BlackBerry offers two Exchange-access options. Your first option is BlackBerry Internet Edition, which supports only one mailbox. You install this edition's BlackBerry Desktop Redirector component on your Outlook client machine. The redirector compresses and encrypts outgoing email, then sends it through SMTP to RIM's network center, which wirelessly relays the message to your device. Only your handheld can decrypt the messages from your redirector. Filter rules let you specify, by size and sender, which messages the redirector sends to your device.

The bad news about BlackBerry Internet Edition is that the Outlook client PC needs to be running and connected to your Exchange server for the redirector to do its thing. If that PC is a docked laptop that you need to take with you when you go mobile, you're out of luck.

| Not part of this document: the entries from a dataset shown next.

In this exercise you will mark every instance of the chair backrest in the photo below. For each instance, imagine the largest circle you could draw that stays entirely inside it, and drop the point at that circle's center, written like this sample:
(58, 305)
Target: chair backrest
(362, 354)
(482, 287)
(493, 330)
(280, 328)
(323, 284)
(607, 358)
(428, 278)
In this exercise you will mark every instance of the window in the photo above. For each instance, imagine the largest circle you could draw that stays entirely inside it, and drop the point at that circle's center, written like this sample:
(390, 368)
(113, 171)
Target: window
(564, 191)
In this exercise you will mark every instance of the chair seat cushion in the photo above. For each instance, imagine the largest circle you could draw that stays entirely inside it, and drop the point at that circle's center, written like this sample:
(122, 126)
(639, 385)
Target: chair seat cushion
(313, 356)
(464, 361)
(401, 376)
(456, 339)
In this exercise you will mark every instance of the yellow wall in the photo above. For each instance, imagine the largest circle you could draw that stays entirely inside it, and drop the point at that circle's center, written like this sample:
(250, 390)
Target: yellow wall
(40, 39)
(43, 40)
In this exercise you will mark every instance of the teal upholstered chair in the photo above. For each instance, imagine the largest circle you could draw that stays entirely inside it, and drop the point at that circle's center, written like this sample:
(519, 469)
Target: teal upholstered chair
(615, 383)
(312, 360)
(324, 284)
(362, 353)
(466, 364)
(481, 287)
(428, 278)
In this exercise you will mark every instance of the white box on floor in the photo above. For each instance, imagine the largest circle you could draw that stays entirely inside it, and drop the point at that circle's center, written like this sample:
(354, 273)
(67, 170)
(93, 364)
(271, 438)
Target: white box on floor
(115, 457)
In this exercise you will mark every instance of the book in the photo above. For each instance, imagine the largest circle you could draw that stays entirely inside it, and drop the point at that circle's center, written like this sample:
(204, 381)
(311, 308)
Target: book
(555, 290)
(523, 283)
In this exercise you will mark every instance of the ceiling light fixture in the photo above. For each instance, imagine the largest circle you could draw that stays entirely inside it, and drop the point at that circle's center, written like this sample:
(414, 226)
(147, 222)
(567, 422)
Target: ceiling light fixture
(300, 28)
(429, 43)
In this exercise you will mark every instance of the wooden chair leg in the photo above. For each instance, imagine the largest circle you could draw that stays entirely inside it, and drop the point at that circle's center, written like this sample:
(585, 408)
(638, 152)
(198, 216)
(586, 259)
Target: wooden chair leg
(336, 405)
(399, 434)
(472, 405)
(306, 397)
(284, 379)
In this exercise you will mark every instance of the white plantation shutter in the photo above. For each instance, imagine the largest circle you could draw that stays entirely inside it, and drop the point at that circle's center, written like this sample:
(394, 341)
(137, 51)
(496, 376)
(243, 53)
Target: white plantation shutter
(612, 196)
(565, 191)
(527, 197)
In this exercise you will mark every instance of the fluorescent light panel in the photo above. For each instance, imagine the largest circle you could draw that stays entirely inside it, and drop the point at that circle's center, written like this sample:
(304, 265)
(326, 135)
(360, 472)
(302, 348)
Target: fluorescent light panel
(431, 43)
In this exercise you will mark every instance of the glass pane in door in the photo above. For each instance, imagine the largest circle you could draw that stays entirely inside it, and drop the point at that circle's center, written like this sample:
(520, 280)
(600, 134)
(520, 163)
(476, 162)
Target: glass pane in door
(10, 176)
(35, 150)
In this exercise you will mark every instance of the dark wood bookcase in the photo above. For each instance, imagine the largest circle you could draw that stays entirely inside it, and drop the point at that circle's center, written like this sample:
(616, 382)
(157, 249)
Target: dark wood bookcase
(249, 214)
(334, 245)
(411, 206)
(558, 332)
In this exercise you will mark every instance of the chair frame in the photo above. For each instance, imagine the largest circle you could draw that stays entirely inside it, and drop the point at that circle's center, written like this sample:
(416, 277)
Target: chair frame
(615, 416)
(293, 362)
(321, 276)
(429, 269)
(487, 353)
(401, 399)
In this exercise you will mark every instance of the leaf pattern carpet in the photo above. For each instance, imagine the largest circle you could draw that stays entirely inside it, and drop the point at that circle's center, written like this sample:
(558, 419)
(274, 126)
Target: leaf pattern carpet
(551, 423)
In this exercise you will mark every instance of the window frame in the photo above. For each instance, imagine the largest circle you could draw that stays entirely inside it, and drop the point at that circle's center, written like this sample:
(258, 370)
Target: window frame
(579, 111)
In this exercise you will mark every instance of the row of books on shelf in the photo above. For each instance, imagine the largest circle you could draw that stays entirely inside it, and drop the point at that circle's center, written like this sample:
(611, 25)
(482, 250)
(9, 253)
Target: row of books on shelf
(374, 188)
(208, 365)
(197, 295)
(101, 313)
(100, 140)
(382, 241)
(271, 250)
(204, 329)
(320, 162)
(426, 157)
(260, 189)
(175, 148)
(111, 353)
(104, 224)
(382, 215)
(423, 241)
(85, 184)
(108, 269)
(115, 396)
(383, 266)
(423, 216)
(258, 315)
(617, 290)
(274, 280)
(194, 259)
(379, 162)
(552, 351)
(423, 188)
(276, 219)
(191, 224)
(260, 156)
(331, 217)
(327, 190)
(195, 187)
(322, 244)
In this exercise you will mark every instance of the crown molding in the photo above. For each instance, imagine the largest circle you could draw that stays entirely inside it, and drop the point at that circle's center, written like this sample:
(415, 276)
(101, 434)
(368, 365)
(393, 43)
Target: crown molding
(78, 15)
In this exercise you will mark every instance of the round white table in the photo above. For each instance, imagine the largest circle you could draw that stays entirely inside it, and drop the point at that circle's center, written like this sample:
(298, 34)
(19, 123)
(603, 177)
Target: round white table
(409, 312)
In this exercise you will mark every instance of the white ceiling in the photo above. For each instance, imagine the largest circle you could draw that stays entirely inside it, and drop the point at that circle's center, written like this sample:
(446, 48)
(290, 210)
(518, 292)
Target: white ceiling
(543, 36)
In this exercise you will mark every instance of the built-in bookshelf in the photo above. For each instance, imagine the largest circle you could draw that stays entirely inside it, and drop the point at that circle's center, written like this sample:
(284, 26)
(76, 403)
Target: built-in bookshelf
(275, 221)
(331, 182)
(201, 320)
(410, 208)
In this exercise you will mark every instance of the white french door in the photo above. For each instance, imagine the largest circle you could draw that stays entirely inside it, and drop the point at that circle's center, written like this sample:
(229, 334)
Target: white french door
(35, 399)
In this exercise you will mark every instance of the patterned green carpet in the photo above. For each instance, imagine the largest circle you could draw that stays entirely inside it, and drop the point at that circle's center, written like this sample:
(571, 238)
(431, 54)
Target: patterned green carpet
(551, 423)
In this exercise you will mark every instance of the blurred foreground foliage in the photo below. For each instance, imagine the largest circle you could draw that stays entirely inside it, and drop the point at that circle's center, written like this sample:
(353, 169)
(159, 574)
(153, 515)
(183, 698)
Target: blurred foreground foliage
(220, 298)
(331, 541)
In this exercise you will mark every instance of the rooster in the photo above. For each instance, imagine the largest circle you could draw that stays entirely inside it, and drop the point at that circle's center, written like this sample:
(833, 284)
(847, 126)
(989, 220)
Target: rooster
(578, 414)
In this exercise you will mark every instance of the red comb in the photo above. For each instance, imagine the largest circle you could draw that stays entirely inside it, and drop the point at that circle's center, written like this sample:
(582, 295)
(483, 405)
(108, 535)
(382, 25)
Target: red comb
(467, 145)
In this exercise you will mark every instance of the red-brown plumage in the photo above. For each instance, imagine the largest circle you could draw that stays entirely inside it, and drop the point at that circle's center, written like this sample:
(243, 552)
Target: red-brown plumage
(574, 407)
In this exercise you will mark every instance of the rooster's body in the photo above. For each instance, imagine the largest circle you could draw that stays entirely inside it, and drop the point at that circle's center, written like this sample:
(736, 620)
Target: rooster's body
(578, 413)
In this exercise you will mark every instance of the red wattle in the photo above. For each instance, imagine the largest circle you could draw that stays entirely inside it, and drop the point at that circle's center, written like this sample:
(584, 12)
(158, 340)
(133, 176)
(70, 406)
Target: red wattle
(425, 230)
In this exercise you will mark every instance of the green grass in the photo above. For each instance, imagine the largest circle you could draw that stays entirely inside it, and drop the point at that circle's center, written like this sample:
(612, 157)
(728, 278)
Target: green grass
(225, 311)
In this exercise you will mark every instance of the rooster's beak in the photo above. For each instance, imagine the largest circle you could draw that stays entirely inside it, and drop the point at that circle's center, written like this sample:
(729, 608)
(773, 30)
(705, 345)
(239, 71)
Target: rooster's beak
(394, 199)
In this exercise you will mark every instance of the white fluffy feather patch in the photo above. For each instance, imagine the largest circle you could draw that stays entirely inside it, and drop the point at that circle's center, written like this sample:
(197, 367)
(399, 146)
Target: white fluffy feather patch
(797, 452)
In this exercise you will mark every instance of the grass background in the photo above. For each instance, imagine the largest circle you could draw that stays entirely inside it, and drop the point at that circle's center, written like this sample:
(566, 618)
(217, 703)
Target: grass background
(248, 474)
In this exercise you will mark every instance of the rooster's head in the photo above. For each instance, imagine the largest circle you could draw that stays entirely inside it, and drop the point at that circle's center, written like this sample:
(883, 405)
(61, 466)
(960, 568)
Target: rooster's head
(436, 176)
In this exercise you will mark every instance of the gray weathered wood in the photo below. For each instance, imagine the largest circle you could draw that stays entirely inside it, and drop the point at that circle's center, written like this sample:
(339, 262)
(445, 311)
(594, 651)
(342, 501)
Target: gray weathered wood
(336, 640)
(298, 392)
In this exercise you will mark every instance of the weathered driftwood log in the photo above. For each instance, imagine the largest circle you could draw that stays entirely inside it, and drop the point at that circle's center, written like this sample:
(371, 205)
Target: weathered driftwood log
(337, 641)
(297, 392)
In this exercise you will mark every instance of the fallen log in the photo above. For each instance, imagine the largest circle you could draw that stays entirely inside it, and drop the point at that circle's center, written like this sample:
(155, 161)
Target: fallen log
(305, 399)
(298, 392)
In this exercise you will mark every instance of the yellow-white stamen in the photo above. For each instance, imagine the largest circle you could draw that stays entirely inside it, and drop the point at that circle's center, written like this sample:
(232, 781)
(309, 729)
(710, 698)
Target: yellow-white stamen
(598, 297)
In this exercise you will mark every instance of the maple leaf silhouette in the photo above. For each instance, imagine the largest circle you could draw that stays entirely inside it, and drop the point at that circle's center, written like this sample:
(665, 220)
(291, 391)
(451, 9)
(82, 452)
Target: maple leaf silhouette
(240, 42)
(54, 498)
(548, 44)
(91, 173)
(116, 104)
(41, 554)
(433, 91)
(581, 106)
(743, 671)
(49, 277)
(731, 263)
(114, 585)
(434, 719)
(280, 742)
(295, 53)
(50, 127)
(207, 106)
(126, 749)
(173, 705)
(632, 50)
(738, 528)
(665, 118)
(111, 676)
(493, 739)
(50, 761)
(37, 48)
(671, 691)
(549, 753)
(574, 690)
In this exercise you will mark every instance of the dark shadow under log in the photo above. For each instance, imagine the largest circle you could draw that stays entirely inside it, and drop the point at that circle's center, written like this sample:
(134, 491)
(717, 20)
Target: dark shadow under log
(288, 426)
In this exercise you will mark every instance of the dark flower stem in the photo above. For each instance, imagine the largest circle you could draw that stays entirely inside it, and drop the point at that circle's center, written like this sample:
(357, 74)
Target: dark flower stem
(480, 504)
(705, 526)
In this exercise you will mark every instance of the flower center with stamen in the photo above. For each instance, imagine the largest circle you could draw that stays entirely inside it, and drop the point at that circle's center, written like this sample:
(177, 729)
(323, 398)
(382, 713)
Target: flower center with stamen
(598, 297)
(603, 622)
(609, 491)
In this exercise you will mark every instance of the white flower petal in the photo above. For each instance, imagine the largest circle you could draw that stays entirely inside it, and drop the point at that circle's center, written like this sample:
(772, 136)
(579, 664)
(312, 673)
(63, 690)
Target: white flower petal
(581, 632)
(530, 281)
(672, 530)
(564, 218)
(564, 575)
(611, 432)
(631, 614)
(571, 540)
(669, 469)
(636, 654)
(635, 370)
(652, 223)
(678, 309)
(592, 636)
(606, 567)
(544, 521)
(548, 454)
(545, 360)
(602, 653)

Likewise, no email for you if something kills your Outlook session.

Because BlackBerry devices are so popular, you'll likely have multiple users needing BlackBerry access, and you'll likely want to centrally manage your BlackBerry services. In this situation, the second Exchange-access option, BlackBerry Enterprise Edition, makes more sense. The enterprise edition runs under a service account on your network. BlackBerry Enterprise Edition picks up clients' email, compresses and encrypts it, then uses an Internet connection to send the email to RIM's network center, which then routes the email to its recipients. An obvious advantage is that the desktop client doesn't need to be online for the handheld to receive email. However, BlackBerry Enterprise Edition is more expensive, and as of this writing, doesn't run on Exchange 2000 Server systems (but does deliver to Exchange 2000 mailboxes). For more information about BlackBerry, see Anneliese Walsh, "BlackBerry," March 2001.

Compaq also sells BlackBerry devices and offers similar software and services. If your organization is a large Compaq account, you might get a better deal.